What about a partially failed write? If the chip was erased before, the
erase check will pass. If write fails completely, the chip is still
erased. If write fails partially, you have a partially written chip.
Total write failure is not a problem with already erased chips, but
partial write failure is indeed a problem.
Did I understand your thoughts correctly or did you mean something else?

Regards,
Carl-Daniel

Michael Karcher - 2010-06-28 14:17:54

Am Montag, den 28.06.2010, 15:35 +0200 schrieb Carl-Daniel Hailfinger:
> >> +void nonfatal_help_message(void)
> >> +{
> >> +	msg_gerr("Writing to the flash chip apparently didn't do anything.\n"
> >>     
> > "Trying to write to the flash chip..."
> Hm. An earlier message says "writing", not "trying to write". With your
> change, we'd see messages like this:
> 
> Writing flash chip...
> Trying to write to the flash chip apparently didn't do anything.
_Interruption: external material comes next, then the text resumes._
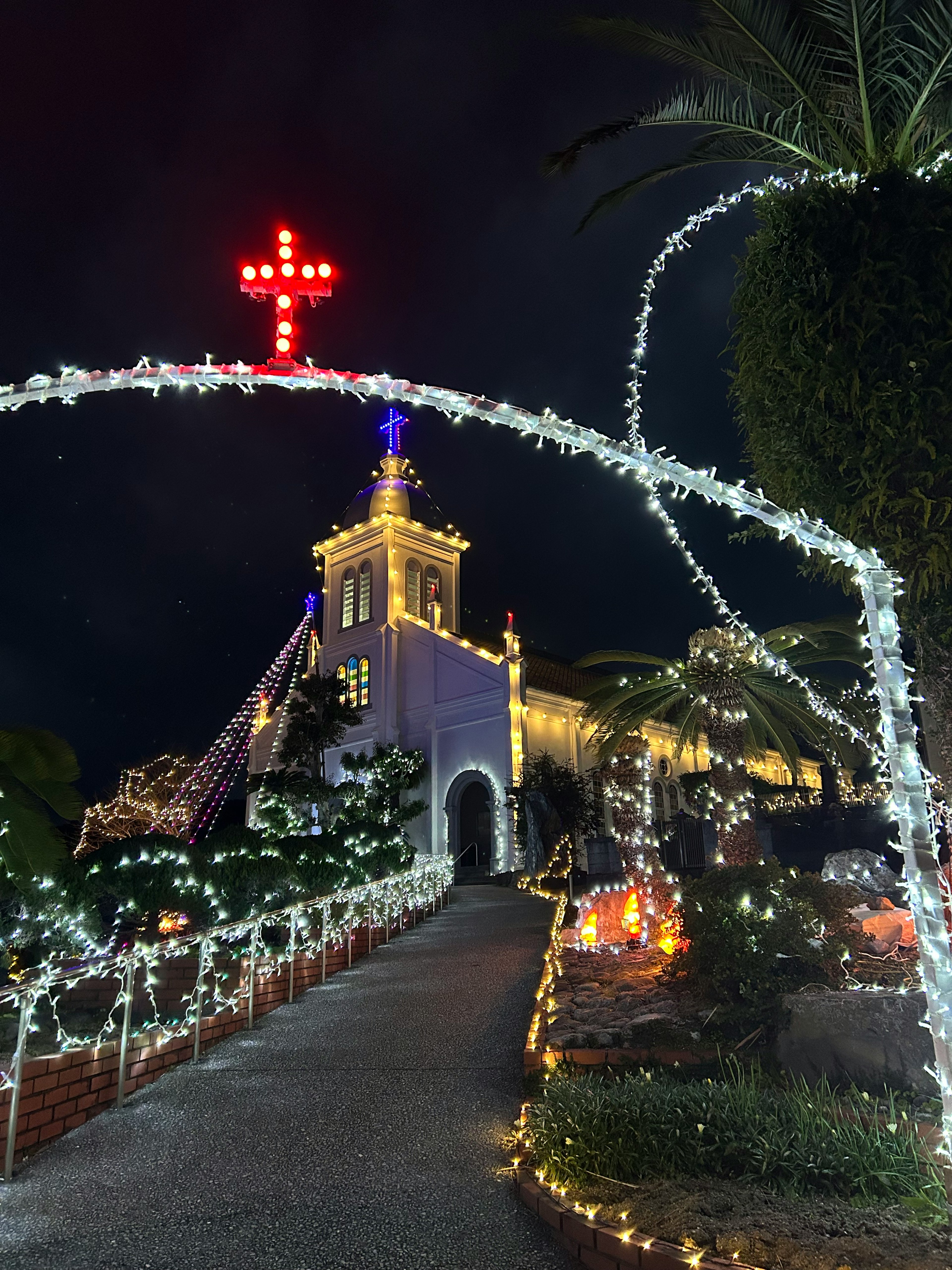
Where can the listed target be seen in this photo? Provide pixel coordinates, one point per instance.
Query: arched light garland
(876, 583)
> That looks odd. I agree that my proposed message wasn't really good
> style, but the replacement isn't perfect either. Maybe a native speaker
> can comment.
Hmm. While trying to defend my position, I think your message isn't as
bad as is initially thought. I think it would be confusing to talk about
having "written" something and in the same sentence tell that this did
not do anything. Actually, nothing was written to the memory, even if
you sent write cycles to the chipset intending they end up in the chip
and get forwarded to the array. The average user the "soft" error
message is intended for doesn't know about the write cycle stuff, but
will be happy to know that nothing was written.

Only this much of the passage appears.